Vicem – Rhymes with Teach ’em!

I. Way back in 2004 or 2005 Vicem flew me to Istanbul to ask me just one question: What should the goal of our first advertising campaign be? I said “Just teach people how to pronounce the name!”

Now, I am pleased to say, we have gone from about zero name recognition to the point where Yachting Magazine just announced that our about-to-splash 100 Cruiser was one of their top five articles for the month of August!

It’s like anything in life, or like building a school in Haiti: If you think about the magnitude of it all, you figure why bother? But if keep your head down, work hard as you can every day, somehow magical things just happen. What a great ride!

Vicem 100 Cruiser

You can read about the ranking and the boat at:

II. This week I received the latest construction pix of our Mega series (32M, 35M and 46M). It is shocking to me how quickly they are coming together.  All three are spec boats (Oh, the things you can do with deep pockets!).

Here is the 32M:



And the 35M:



And the 46M (My favorite. Check out that massive stern thruster):




III. I’m out of the country next week, but you can reach me if you try hard enough. Here’s something to help you get over my absense – The hurricane brought me home to NY for a few days, where I was able to pick up a little on my somewhat neglected novel, Ambush Alley.  Here’s a new section for you, one of many about boats, and Haiti:

A few hours later they weighed anchor and sailed west. Reggie sat in the bow, reading his bible. At fifteen minute intervals Tommy would scan the empty shoreline with his binoculars.

“What are you looking for?” asked Reggie.

“A mountain of conch.”

Reggie looked at him quizzically, and then resumed reading.

Two hours later Tommy sounded a satisfied grunt. He tacked the boat and headed in towards shore. Ahead of them was a long narrow dock, empty of boats or people. And on the shore next to it was a large pile of discarded and sun-bleached conch shells, maybe fifteen feet high. They tied up at the dock.

“Now what?” asked Reggie.

“Now we wait. In the Caribbean, where there is conch, there is a dock. And where there is a dock, there is a panga.”

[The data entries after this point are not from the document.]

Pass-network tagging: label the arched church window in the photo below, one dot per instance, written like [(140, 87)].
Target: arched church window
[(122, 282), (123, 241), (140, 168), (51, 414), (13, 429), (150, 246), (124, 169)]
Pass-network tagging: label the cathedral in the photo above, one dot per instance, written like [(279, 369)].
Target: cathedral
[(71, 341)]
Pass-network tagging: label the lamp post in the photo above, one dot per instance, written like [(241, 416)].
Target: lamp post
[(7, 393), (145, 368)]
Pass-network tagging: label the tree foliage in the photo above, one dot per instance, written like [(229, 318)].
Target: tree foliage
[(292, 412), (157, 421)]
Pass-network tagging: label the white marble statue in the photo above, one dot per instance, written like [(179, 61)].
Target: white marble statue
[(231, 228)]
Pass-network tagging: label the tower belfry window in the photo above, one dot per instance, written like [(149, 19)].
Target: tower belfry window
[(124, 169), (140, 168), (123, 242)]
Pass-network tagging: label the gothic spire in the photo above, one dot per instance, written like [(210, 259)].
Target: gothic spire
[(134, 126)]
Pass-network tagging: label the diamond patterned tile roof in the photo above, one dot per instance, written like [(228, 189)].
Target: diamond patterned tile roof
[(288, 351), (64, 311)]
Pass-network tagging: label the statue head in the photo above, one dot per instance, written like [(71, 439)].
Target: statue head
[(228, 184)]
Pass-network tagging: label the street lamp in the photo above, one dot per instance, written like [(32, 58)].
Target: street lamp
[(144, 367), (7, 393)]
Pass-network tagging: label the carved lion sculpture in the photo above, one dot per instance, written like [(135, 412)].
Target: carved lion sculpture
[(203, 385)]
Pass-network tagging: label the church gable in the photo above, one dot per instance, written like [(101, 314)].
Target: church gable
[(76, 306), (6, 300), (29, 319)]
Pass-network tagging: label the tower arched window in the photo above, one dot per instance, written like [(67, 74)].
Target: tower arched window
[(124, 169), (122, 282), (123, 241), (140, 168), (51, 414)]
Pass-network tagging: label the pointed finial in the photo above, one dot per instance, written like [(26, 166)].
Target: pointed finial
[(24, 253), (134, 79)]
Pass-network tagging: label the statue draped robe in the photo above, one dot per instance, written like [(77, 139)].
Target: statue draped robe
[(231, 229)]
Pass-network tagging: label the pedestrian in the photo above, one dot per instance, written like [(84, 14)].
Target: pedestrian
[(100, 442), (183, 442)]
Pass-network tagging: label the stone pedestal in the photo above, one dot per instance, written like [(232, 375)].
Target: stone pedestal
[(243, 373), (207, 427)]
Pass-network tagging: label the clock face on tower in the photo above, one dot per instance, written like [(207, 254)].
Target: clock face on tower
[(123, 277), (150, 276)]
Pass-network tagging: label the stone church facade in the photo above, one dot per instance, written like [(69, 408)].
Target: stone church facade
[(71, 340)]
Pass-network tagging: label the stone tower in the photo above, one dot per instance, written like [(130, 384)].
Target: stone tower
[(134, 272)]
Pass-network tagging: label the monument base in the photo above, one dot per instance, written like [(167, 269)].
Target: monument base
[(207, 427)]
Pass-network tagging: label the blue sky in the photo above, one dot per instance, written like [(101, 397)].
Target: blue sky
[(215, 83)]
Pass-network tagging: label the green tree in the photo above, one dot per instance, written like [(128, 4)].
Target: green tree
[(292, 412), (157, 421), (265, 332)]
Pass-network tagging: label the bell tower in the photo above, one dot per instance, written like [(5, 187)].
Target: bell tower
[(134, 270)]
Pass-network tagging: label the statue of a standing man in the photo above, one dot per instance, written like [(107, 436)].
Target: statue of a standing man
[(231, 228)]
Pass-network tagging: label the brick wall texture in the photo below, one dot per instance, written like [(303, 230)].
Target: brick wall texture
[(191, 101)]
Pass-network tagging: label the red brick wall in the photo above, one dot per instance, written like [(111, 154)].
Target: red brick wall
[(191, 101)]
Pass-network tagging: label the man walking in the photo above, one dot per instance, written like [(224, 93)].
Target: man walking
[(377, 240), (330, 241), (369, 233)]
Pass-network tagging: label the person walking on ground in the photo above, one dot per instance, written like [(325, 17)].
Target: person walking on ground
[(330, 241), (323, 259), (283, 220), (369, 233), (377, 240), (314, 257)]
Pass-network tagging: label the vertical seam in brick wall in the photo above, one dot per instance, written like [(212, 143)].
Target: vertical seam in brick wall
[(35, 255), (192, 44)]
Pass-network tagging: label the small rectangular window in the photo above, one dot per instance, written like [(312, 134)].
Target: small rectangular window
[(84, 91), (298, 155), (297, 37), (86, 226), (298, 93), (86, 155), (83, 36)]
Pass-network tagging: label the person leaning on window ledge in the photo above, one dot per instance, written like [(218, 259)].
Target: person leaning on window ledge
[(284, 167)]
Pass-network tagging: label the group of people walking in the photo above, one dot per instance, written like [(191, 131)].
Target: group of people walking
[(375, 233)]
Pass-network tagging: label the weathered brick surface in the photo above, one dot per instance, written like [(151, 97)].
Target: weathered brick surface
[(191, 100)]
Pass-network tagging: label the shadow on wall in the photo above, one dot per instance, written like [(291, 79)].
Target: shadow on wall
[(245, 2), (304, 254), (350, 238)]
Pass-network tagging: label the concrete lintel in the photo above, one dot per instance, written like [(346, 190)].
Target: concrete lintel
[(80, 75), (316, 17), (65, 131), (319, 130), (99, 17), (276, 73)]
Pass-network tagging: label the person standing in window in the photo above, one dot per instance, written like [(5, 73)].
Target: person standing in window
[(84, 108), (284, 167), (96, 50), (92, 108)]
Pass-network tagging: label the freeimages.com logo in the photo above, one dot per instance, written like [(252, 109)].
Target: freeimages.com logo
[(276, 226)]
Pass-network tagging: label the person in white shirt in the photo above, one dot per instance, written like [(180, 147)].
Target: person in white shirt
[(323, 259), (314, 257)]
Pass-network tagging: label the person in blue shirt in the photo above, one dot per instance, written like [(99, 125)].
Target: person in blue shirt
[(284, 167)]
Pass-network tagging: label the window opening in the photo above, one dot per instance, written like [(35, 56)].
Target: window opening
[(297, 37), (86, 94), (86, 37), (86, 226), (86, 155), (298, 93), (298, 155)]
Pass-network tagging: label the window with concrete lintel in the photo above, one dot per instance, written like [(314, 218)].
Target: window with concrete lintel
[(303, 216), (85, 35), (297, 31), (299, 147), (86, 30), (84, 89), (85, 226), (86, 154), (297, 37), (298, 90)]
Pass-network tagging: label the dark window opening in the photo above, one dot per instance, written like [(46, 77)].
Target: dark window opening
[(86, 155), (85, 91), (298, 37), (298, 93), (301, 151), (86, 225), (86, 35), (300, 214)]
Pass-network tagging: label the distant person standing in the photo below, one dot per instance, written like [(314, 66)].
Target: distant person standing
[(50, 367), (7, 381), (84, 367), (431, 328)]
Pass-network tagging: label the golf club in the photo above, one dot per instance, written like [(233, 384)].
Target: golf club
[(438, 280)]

Just after lunchtime they heard the spit and sputter of a weak outboard engine. A long and thin wooden boat headed in towards them, and Tommy was pleased to see that like every working panga he’d ever seen, it was painted brightly in orange, green, and yellow.  A teenager was in the bow, and an old man was in the stern, by the outboard. Between them was a small pile of colorful conch shells.

“And where there is a panga, there is a Captain? ” asked Reggie.

 Tommy stepped out of the sailboat and helped tie up the fishing boat.  Reggie followed, and then translated Tommy’s proposition into Creole.  The Captain looked at the sailboat carefully, and then at Tommy. He didn’t smile, but he did nod his head. Tommy took twenty hundred dollar bills out of the backpack. He gave five to the Captain. The next fifteen he ripped in half. He gave the Captain the left side of the bills, and he put the right sides in his back pocket with a bit of drama.

“Reggie, tell him I will be back in ten days. If the boat is still here, untouched, he gets the other halves.”

“Haitians live on two dollars a day. You just bought ten years.”

“I only need ten days.  If its longer than that, the boat is his.”

That”s all for now. See ya at the boat shows.